MONTGOMERY — Active doctors have malpractice insurance but not much time to volunteer. Retired doctors have the time but not the insurance.

But a bill in the Legislature would help doctors who volunteer for free clinics get malpractice insurance, encouraging retired physicians to donate their time.

“If it comes to volunteering or losing the house (because of a lawsuit), they might choose to keep the house,” said Sen. Arthur Orr, R-Decatur, who hopes the bill he introduced Thursday will help.

Orr helped found the Community Free Clinic of Decatur/Morgan County, which he describes as a “real success story.” He still serves on its board.

Orr’s bill would provide retired physicians with state liability coverage through the Alabama Department of Public Health and the state’s risk-management pool. If a patient sued a doctor who treated him at a free health clinic, the state liability insurance would provide the doctor’s defense, Orr said.

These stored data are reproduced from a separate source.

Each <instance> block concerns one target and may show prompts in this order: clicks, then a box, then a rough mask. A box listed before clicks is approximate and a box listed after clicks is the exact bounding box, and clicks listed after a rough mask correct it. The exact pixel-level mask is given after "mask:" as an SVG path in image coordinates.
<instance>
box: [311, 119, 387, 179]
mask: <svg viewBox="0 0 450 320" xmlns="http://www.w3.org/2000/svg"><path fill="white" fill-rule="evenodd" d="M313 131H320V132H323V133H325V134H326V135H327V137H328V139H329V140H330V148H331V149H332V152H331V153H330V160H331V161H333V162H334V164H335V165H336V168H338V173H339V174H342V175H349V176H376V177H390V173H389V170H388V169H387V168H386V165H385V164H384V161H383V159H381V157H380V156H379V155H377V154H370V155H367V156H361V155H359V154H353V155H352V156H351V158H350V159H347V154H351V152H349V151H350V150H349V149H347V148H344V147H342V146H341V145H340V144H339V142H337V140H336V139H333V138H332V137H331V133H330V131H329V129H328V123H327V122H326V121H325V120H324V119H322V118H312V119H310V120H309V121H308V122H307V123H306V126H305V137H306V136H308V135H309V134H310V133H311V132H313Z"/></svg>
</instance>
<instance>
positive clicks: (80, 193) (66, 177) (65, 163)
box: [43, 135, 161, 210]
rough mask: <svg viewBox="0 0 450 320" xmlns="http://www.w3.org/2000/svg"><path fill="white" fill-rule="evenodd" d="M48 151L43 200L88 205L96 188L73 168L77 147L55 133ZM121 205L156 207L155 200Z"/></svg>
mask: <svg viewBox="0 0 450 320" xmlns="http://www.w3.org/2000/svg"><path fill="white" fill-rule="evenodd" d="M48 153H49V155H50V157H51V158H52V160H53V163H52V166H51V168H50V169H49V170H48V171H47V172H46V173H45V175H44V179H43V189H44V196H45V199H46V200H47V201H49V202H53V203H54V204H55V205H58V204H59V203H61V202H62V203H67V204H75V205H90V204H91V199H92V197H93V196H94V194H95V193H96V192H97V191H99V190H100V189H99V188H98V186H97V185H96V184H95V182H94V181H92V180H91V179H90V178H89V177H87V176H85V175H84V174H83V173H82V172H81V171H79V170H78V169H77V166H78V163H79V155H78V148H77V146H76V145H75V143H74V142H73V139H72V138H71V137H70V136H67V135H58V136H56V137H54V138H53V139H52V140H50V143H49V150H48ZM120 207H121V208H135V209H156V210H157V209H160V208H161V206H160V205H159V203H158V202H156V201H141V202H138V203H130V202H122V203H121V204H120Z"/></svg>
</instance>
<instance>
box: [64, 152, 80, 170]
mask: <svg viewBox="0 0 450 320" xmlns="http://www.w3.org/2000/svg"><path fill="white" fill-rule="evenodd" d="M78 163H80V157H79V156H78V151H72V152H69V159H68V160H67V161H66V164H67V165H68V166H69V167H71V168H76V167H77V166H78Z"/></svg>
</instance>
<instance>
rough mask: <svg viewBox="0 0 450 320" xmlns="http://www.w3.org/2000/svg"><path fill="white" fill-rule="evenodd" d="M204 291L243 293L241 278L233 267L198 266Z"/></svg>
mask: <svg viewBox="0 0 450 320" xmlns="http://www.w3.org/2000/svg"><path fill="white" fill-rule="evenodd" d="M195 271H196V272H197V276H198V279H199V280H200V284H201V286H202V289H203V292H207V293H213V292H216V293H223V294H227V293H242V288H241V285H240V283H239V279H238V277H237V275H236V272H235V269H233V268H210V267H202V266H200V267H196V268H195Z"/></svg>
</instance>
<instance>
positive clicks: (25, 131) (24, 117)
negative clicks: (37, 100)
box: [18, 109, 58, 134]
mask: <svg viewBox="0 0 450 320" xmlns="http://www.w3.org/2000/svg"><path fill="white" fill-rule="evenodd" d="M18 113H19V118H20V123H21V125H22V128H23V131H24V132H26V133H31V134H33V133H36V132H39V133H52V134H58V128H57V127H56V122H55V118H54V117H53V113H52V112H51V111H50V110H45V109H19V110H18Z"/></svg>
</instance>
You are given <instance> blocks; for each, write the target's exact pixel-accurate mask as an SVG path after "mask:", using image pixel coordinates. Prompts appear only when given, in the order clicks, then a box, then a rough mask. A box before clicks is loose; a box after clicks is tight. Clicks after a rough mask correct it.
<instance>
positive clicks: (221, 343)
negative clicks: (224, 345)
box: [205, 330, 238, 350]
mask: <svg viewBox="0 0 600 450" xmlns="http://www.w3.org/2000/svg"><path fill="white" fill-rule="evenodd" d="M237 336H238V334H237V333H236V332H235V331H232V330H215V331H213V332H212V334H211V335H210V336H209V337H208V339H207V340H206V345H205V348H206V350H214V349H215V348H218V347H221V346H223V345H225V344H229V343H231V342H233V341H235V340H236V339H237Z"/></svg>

At $348 per physician, liability coverage for the 25 to 40 retired doctors in the state who volunteer at free clinics would cost the state between $7,000 and $14,000 per year, Orr said.

Untested law

Orr said Alabama has a Good Samaritan law intended to protect volunteers in such situations, but there hasn’t been a court case involving a doctor to test it.

State Health Officer Dr. Don Williamson and Dickie Whittaker, director of the Medical Association of the State of Alabama, gave input for the bill, which Orr hopes will make health care more accessible.

The bill calls for the Department of Public Health to keep a list of doctors who are eligible for the coverage.

For people who have too much income for Medicaid but not enough money to buy health insurance, which often includes the working poor, free clinics provide regular medical care for little or no cost. Volunteer physicians are key to providing that care.

When uninsured sick people go to the emergency room, often with symptoms made worse because they put off seeing the doctor, then the problem is worse and the cost is often hundreds or thousands of dollars more than in a doctor’s office.

Often, hospitals and taxpayers pay for people who cannot pay, making the prospect of state-provided liability coverage appealing to state health officials. With more volunteer doctors, free clinics could see more patients, provide ongoing health tracking, and help reduce the number of people using expensive emergency room care in place of a family doctor.